In 2019, 77 licences were issued to grow hemp in Ireland. That figure was at just eight just four years previous. According to Chris Allen – executive director of Hemp Federation Ireland – that figure is set to soar this year.

On Thursday, March 12, anyone interested in growing the crop has the opportunity to attend the Hemp Federation Ireland Conference which is being run in conjunction with the National Organic Training Skillnet.

Changes to regulations mean that a licence to grow the crop can be applied for at any time during the year.

So farmers could actually attend the conference, get some information, decide if they want to grow the crop on their land, apply for a licence and have seed in the ground by May.

The conference which is entitled simply “Growing hemp in Ireland” has a jam-packed schedule of speakers. Some of whom are outlined below.

The conference brings together experts in the area

Among the speakers is Marcus McCabe. Marcus has been growing hemp in Ireland for 25 years and also processes 85% of all hemp grown in Ireland. He has been involved in the retrofitting and building of hemp houses.

Marcus will give an agricultural masterclass on growing the novel crop and offer some agronomic advice.

A really interesting speaker will be Dr.
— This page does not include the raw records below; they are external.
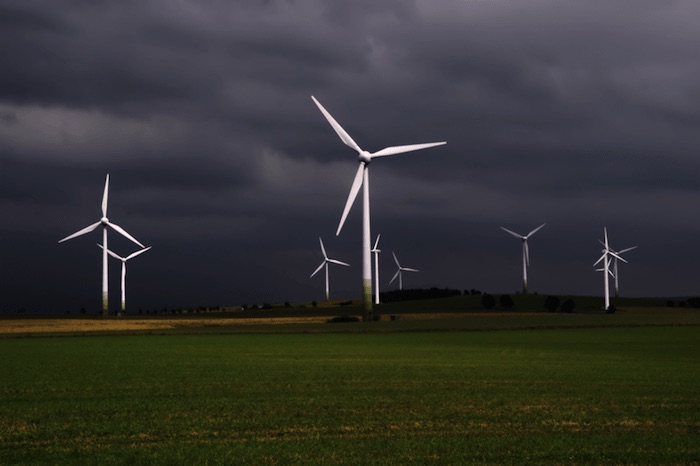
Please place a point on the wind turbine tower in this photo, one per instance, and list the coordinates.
(104, 222)
(124, 259)
(376, 251)
(526, 252)
(362, 181)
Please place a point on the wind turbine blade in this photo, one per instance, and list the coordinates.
(104, 197)
(333, 261)
(395, 275)
(132, 255)
(354, 189)
(116, 256)
(627, 249)
(123, 232)
(616, 256)
(344, 136)
(535, 230)
(81, 232)
(601, 258)
(323, 250)
(318, 269)
(512, 233)
(393, 150)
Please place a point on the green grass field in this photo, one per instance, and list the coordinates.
(584, 395)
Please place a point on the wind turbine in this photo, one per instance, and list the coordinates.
(615, 272)
(606, 265)
(526, 252)
(324, 264)
(398, 272)
(104, 221)
(124, 259)
(362, 180)
(376, 251)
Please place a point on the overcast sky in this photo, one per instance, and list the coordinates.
(578, 114)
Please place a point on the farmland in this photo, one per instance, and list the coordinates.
(248, 394)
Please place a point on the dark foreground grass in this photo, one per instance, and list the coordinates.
(584, 396)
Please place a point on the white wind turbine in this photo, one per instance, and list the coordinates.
(324, 264)
(398, 272)
(615, 272)
(607, 257)
(124, 259)
(526, 251)
(362, 180)
(104, 221)
(376, 251)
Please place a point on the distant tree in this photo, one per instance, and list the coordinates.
(568, 305)
(506, 302)
(551, 303)
(488, 301)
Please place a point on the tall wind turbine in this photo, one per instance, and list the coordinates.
(362, 180)
(398, 272)
(124, 259)
(607, 257)
(104, 221)
(615, 272)
(376, 251)
(526, 252)
(324, 264)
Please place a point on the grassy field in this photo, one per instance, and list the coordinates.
(623, 395)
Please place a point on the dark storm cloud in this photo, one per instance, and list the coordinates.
(576, 114)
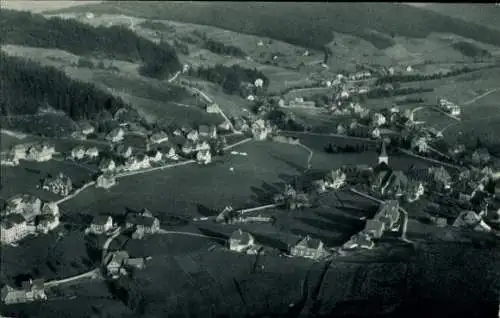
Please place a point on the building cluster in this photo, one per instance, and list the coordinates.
(387, 218)
(231, 216)
(449, 107)
(119, 263)
(142, 223)
(80, 152)
(60, 184)
(24, 215)
(41, 151)
(32, 290)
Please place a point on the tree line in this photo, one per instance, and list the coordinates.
(115, 42)
(28, 86)
(231, 78)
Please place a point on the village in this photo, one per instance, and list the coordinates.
(472, 185)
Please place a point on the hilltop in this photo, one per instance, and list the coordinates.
(305, 24)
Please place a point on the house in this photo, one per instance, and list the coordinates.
(481, 156)
(13, 228)
(240, 241)
(144, 222)
(32, 290)
(115, 261)
(158, 137)
(116, 135)
(155, 155)
(188, 148)
(378, 119)
(50, 208)
(46, 223)
(40, 152)
(309, 248)
(204, 157)
(123, 151)
(212, 108)
(60, 185)
(101, 224)
(335, 179)
(193, 135)
(260, 129)
(92, 152)
(78, 152)
(375, 228)
(383, 157)
(172, 154)
(19, 151)
(87, 129)
(420, 144)
(107, 165)
(106, 181)
(415, 191)
(9, 160)
(204, 145)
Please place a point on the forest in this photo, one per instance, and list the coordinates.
(115, 42)
(27, 86)
(232, 78)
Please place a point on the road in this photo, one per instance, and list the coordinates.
(327, 135)
(165, 232)
(409, 153)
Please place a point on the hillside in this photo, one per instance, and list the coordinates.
(23, 28)
(305, 24)
(481, 13)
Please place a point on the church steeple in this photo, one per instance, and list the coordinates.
(383, 158)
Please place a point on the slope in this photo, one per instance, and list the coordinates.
(306, 24)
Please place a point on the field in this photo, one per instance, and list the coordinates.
(56, 255)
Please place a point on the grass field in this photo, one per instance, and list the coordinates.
(46, 256)
(25, 177)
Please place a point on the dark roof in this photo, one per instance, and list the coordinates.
(309, 242)
(241, 236)
(100, 219)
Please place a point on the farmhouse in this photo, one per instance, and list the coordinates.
(240, 241)
(9, 160)
(30, 291)
(87, 128)
(92, 152)
(106, 181)
(212, 108)
(107, 164)
(46, 223)
(204, 157)
(19, 151)
(13, 228)
(123, 151)
(158, 137)
(60, 185)
(193, 135)
(40, 152)
(78, 152)
(309, 248)
(101, 224)
(116, 135)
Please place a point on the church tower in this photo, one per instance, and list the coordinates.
(383, 158)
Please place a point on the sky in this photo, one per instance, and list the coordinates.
(41, 5)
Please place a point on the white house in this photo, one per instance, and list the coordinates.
(240, 241)
(116, 135)
(101, 224)
(107, 164)
(158, 137)
(203, 157)
(92, 152)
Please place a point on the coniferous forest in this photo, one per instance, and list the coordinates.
(115, 42)
(27, 86)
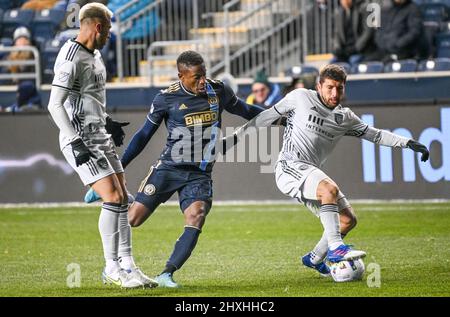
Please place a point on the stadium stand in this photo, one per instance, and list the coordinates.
(46, 22)
(438, 64)
(14, 18)
(403, 66)
(368, 68)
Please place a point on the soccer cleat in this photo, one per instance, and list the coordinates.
(144, 279)
(344, 252)
(121, 278)
(166, 280)
(321, 267)
(91, 196)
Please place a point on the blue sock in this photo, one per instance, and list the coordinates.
(183, 249)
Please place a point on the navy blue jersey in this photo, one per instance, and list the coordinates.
(189, 119)
(192, 121)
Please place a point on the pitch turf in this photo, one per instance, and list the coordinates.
(243, 251)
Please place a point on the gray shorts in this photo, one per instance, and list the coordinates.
(107, 161)
(300, 181)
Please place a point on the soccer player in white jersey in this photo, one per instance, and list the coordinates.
(77, 105)
(316, 121)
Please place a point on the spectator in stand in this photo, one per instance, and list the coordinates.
(353, 38)
(21, 37)
(300, 80)
(400, 32)
(38, 5)
(264, 93)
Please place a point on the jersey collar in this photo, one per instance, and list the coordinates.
(89, 50)
(185, 90)
(324, 106)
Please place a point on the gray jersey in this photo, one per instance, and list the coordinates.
(83, 73)
(313, 129)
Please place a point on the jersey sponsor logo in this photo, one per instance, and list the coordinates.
(63, 76)
(213, 100)
(314, 108)
(201, 118)
(316, 120)
(102, 163)
(149, 189)
(304, 167)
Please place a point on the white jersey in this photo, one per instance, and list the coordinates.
(82, 72)
(313, 129)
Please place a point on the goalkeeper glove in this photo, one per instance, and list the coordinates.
(419, 147)
(115, 129)
(228, 142)
(81, 152)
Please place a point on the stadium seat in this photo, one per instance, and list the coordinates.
(443, 45)
(438, 64)
(6, 4)
(15, 18)
(298, 70)
(368, 68)
(1, 21)
(402, 66)
(5, 41)
(46, 22)
(61, 5)
(437, 12)
(346, 66)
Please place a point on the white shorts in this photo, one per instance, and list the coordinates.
(300, 181)
(106, 163)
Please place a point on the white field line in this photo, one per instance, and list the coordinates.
(288, 205)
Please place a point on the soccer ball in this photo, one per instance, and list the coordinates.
(346, 271)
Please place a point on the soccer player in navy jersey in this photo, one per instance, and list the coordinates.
(191, 109)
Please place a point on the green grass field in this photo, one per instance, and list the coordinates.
(243, 251)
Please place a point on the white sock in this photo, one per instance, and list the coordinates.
(320, 250)
(108, 225)
(329, 217)
(112, 266)
(126, 260)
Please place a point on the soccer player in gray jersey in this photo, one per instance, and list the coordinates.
(77, 105)
(316, 121)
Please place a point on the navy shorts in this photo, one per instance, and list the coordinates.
(163, 181)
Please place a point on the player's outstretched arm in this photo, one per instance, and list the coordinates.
(115, 129)
(139, 141)
(387, 138)
(419, 147)
(58, 96)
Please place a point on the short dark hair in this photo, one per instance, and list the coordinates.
(334, 72)
(189, 59)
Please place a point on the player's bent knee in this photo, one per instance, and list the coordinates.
(116, 197)
(196, 218)
(348, 221)
(137, 215)
(328, 192)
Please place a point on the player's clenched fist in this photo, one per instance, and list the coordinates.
(81, 153)
(115, 129)
(419, 147)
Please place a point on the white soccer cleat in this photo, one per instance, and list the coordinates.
(121, 278)
(137, 274)
(344, 252)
Jace Calloway. Jace comes from Finland and was involved in the breeding of the variety Finola which the majority of Irish farmers grow at present.

The variety according to Chris has “transformed the hemp industry across the world”. It is much shorter than other varieties and this makes it easier to manage on farm if the grower does not have specific machinery for managing the crop.

Keynote speaker

Professor Peter Thorne who is the lead author on the IPCC (Intergovernmental Panel on Climate Change) reports published in 2018 and 2019 will deliver the keynote address.

He will speak about the transitions that farmers need to make and the supports that farmers need to make those transitions.

The crop which is a member of the cannabis family of plants offers valuable help to the environment through the reduction of greenhouse gases (GHGs) and the development of biodiversity.

Co-ops in Greece and Ireland

An organic co-operative from Greece will describe Government policies in their country and how they went about developing a market for their products. Ed Hanbidge will also speak about his experiences in Hemp Co-Operative Ireland.

The story of hemp in Germany

Stefan Nolker will tell the important story of the hemp industry in Germany over the past 20 years and how it developed from the beginning when there was no supply chain. The Irish industry may be able to relate to this story.

Regulations in Ireland

Chris Allen – the executive director of Hemp Federation Ireland – will finish off the conference with a focus on the regulation of Ireland’s industry in the context of EU and global barriers.

A host of other speakers will feature on the day. Registration information and a timetable for the day can be found here

The conference takes place in the Tullamore Court Hotel on Thursday, March 12, and begins at 9:30am.